As a result of the transfer, during the second and third fiscal quarters of 2009, FCStone will incur a $90 million bad debt provision, in addition to the $20 million bad debt provision that was recognized in the first quarter of fiscal 2009. The total bad debt provision related to this account of $110 million will be approximately $10 million higher than the aggregate of previously-announced provisions in the range of $80 to $100 million. This total bad debt provision includes an additional payment to the transferee necessary to enable the account to be transferred immediately, while prior estimates assumed that FCStone would continue to liquidate the positions in the energy account through the balance of fiscal 2009. The company expects to report realized losses associated with the account of approximately $54.4 million, or $1.95 per share, on an after-tax basis for the second and third quarters. These figures are net of the anticipated recovery of a portion of the losses on the energy account from the owners of the account and the introducing broker of that account, under agreements reached with each of the parties.
Pete Anderson, President and Chief Executive Officer of FCStone, stated, “While there may have been residual value to be recognized from managing the liquidation of this account over time, the risk of doing so was exceptionally difficult to quantify in today’s volatile and illiquid commodities markets. As a result, we believe the transfer of the customer account to a major market participant with substantial liquidity and the ability to execute quickly was in the best interest of the company and its shareholders. Though the cost of this opportunity resulted in higher losses than previously expected, we believe the liquidation is critical to clearing the way for the stability, future growth and long-term profitability of FCStone while preserving a solid capital position.
“Simply put, our management and board of directors determined that it is time to get on with our business, and focus on serving the thousands of customers who depend on our consulting and execution services. We are continuing to review and strengthen our credit risk procedures throughout the organization as a result of this issue and remain confident in our operating model,” Anderson concluded.
After the transfer, the owner of the account will retain only those contracts that will expire on March 26, 2009. FCStone’s management believes that the exposure related to those retained contracts has been effectively hedged and is not material.

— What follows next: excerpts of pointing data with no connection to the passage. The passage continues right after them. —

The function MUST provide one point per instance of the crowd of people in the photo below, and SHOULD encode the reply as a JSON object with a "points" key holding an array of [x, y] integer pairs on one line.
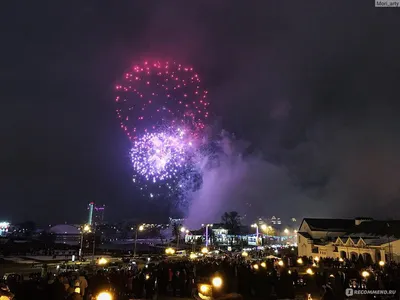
{"points": [[252, 278]]}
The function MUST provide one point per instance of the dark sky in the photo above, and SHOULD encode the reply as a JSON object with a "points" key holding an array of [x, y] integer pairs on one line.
{"points": [[313, 86]]}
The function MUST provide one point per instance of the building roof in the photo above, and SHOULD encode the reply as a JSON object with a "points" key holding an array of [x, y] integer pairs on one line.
{"points": [[335, 225], [306, 235], [377, 228], [64, 229]]}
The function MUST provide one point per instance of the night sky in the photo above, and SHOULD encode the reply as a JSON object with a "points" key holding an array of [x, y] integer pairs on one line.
{"points": [[311, 88]]}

Despite the increased bad debt provision, FCStone continues to have a strong capital position and liquidity in this unprecedented market. As of November 30, 2008, the company reported consolidated stockholders’ equity of $222 million, which does not reflect the additional bad debt provision that will be recorded during the second and third quarters of fiscal 2009. The accrual of the additional bad debt provision and the transfer of the customer account position did not result in the violation of any of FCStone’s financial covenants contained in its financial agreements.

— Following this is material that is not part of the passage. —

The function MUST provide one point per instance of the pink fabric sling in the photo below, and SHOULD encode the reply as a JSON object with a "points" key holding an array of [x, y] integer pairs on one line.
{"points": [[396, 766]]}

The company’s futures commission merchant subsidiary, FCStone, LLC, had minimum regulatory capital requirements as of March 10, 2009, totaling approximately $35.7 million after considering the impact of the transfer. After taking the transfer into account, on that date the company would have had capital in excess of its regulatory requirement of $42.7 million, access to additional capital obtainable by the elimination of “haircuts” on investments totaling $8.0 million, and undrawn subordinated debt of $15.0 million, bringing the total available excess capital to $65.7 million. Putting that continued strong capital position in perspective, FCStone’s total available excess capital on February 28, 2008, was $39.8 million.

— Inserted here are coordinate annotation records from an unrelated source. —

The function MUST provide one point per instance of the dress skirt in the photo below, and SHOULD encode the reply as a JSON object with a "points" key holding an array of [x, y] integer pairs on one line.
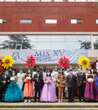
{"points": [[48, 93], [28, 89], [13, 93]]}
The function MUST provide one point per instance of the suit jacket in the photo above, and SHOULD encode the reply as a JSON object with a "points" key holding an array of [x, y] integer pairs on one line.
{"points": [[38, 78]]}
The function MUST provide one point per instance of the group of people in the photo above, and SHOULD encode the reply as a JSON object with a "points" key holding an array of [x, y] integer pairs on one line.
{"points": [[49, 85]]}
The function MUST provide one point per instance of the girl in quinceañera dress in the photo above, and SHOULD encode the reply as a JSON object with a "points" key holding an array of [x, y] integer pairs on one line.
{"points": [[13, 92], [89, 87], [28, 88], [49, 91], [60, 83], [20, 78], [96, 87]]}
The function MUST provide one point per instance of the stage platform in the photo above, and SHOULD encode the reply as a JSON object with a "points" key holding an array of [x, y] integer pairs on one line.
{"points": [[49, 106]]}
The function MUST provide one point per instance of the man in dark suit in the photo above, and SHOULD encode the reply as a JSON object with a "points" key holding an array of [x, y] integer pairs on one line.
{"points": [[72, 84], [38, 78], [81, 79]]}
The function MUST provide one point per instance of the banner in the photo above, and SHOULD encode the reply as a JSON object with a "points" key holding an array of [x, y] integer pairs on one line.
{"points": [[46, 56]]}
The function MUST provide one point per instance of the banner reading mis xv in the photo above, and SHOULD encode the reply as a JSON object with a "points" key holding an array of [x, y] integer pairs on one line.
{"points": [[43, 56]]}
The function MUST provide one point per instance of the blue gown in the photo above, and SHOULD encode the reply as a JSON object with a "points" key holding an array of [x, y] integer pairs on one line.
{"points": [[13, 93]]}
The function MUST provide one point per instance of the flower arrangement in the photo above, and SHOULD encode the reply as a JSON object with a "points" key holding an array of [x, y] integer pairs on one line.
{"points": [[7, 62], [64, 62], [31, 61], [1, 67], [84, 62]]}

FCStone expects to comment further on the transfer of the energy trading account and its fiscal second quarter financial results on its regular quarterly conference call, to be held on April 9, 2009. Details regarding that call will be released at a later date.
About FCStone Group, Inc.
FCStone Group, Inc., along with its affiliates, is an integrated commodity risk management company providing risk management consulting and transaction execution services to commercial commodity intermediaries, end-users and producers. The firm assists primarily middle market customers in optimizing their profit margins and mitigating exposure to commodity price risk. In addition to risk management consulting services, FCStone, LLC, operates one of the leading independent clearing and execution platforms for exchange-traded futures and options contracts. FCStone Group, Inc., serves more than 8,000 customers and in the 12 months ended November 30, 2008, executed 98.0 million derivative contracts in the exchange-traded and over-the-counter markets. The FCStone Group companies work in all the major commodity areas including agriculture, energy, renewable fuels, foods, forestry, cotton and textile, dairy and currency exchange. Headquartered in the Midwest, it has offices located throughout the world and is a clearing member of all major North American Futures exchanges. FCStone Group, Inc., trades on the NASDAQ Global Select Market under the symbol “FCSX.”